The use of either cisplatin or carboplatin is considered acceptable in extensive-stage small cell lung cancer. I have strong opinions to prefer carboplatin for my patients. The survival advantage with cisplatin is trivial. It’s on the order of days, whereas the toxicity difference of these agents is dramatic. Carboplatin has far less nausea than cisplatin. It doesn’t have the nephrotoxicity problem. It doesn’t have the neurotoxicity problem. It doesn’t cause tinnitus and hearing loss. The one thing to be aware of that’s a little worse with carboplatin is blood cell count suppression, but with trilaciclib and Neulasta, these are easily managed. Both are reasonable, but I strongly favor carboplatin.

Stephen V. Liu, MD: The CASPIAN study was the second trial to show a survival benefit when immunotherapy was added to first-line chemotherapy. This was an open-label phase 3 trial for patients with extensive-stage small cell lung cancer and no prior therapy. This study did include patients with asymptomatic untreated brain metastases. Patients were randomized to 1 of 3 arms. The control arm was platinum plus etoposide, either cisplatin or carboplatin, for 4 to 6 cycles. There was an arm of platinum, etoposide with concurrent administration of the PD-L1 inhibitor durvalumab, followed by durvalumab maintenance. And the third arm was a combination of platinum, etoposide with durvalumab and the CTLA-4 inhibitor tremelimumab, followed by durvalumab maintenance alone. Prophylactic cranial irradiation was permitted only in the control arm, and no arms featured thoracic radiation.

This was a large study randomizing over 800 patients with small cell lung cancer. It showed that the addition of durvalumab to chemotherapy did improve overall survival. Median survival with chemotherapy alone was 10.5 months. With chemotherapy plus durvalumab, that improved to 12.9 months, with a hazard ratio for death of 0.75. The 18-month survival rate was 32% with durvalumab, 25% with chemotherapy alone. Based on this survival benefit, durvalumab was approved in combination with platinum/etoposide for the frontline treatment of extensive-stage small cell lung cancer.

Now, the third arm, the addition of durvalumab plus tremelimumab did not unfortunately improve outcomes. Median survival with durvalumab, tremelimumab plus chemotherapy was 10.4 months; compare that to 10.5 months with chemotherapy alone. Hazard ratio for death, 0.82. Dual checkpoint blockade, durvalumab/tremelimumab with chemotherapy, was also more toxic, with 1 in 5 patients, 21%, discontinuing therapy due to adverse events. Compare that to only 9% to 10% in the other 2 arms. The combination of durvalumab/tremelimumab and chemotherapy is not approved and not a part of our standard of care.
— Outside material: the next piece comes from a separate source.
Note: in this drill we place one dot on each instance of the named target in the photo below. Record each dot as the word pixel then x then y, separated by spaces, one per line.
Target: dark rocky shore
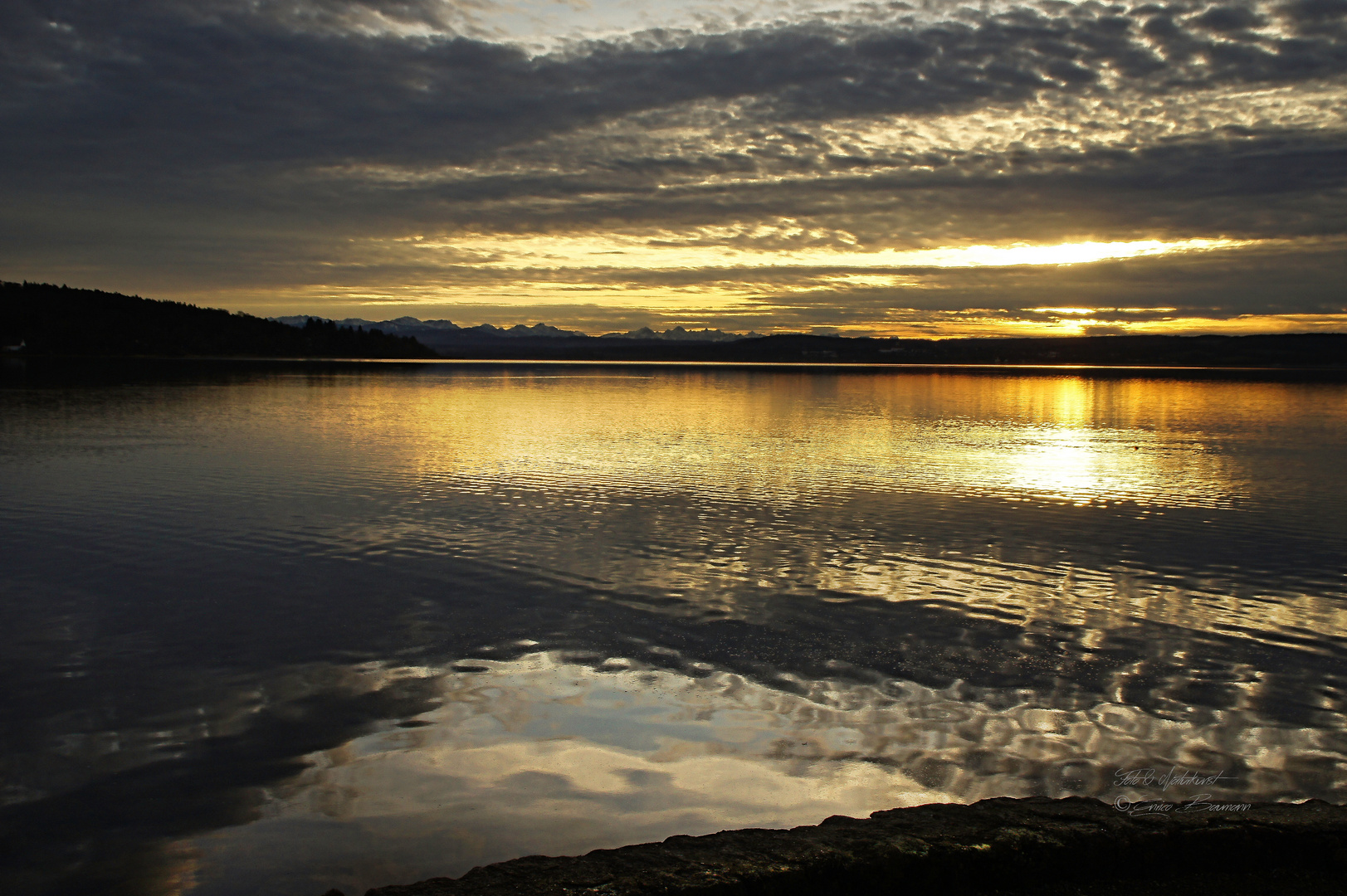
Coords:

Both IMpower133 and CASPIAN were randomized phase 3 trials that demonstrated that the addition of a PD-L1 inhibitor to chemotherapy improved survival. While there are differences in study design, and these are 2 different drugs, the results are more similar than different. In fact, even with longer follow-up, those Kaplan-Meier curves for survival are almost overlapping. In my opinion, both agents are appropriate, both are approved, and I do not have a factor of one over the other. It comes down to comfort and perhaps nonclinical choices, such as cost or formulary restrictions. Both agents can be administered every 4 weeks as part of maintenance. The only salient difference between the trials that could come into play is the choice of platinum.
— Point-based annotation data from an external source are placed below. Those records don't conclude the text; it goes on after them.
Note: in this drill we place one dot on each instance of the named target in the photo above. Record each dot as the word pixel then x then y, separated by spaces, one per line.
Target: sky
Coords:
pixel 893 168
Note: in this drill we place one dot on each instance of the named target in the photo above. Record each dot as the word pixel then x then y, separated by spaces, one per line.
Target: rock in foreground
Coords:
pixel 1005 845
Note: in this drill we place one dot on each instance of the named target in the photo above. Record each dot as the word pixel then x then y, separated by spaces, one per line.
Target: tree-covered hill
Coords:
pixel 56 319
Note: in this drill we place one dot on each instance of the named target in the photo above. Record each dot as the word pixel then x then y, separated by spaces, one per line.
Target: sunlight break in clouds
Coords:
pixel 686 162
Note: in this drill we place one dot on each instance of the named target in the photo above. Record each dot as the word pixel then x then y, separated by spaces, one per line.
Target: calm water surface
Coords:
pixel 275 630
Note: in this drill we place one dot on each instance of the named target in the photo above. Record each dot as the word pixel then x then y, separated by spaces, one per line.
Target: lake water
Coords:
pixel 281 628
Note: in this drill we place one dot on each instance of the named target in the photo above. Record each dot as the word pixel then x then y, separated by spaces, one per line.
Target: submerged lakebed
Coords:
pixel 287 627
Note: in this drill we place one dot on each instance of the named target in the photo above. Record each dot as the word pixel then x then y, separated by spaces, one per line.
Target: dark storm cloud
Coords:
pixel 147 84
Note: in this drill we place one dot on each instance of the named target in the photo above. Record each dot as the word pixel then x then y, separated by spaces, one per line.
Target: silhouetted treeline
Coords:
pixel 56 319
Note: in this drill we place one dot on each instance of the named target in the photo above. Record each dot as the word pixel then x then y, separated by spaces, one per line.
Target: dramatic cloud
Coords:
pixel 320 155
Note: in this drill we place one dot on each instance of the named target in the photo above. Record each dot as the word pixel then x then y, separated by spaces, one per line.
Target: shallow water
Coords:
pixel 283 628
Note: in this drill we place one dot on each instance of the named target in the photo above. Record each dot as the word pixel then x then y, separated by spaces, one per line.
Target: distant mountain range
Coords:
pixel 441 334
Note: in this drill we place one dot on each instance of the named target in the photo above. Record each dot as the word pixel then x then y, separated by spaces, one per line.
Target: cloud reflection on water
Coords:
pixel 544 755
CASPIAN did permit either cisplatin or carboplatin, whereas IMpower133 only explored the use of carboplatin. I would be comfortable using cisplatin in combination with atezolizumab. I have no reason to expect they would perform differently, but the highest level of evidence with cisplatin is the durvalumab combination. I do not use cisplatin routinely. There are very few instances where I feel it’s appropriate to give cisplatin, a much more toxic drug in the setting of extensive-stage small cell lung cancer. But if, for example, someone had significant myelosuppression perhaps from marrow metastases and I was worried about the more myelosuppressive carboplatin, that may be an instance where I would use cisplatin. In that instance, the addition of durvalumab to cisplatin would be supported by more evidence and would be a reasonable choice. But overall, both agents improve survival, and are reasonable and appropriate.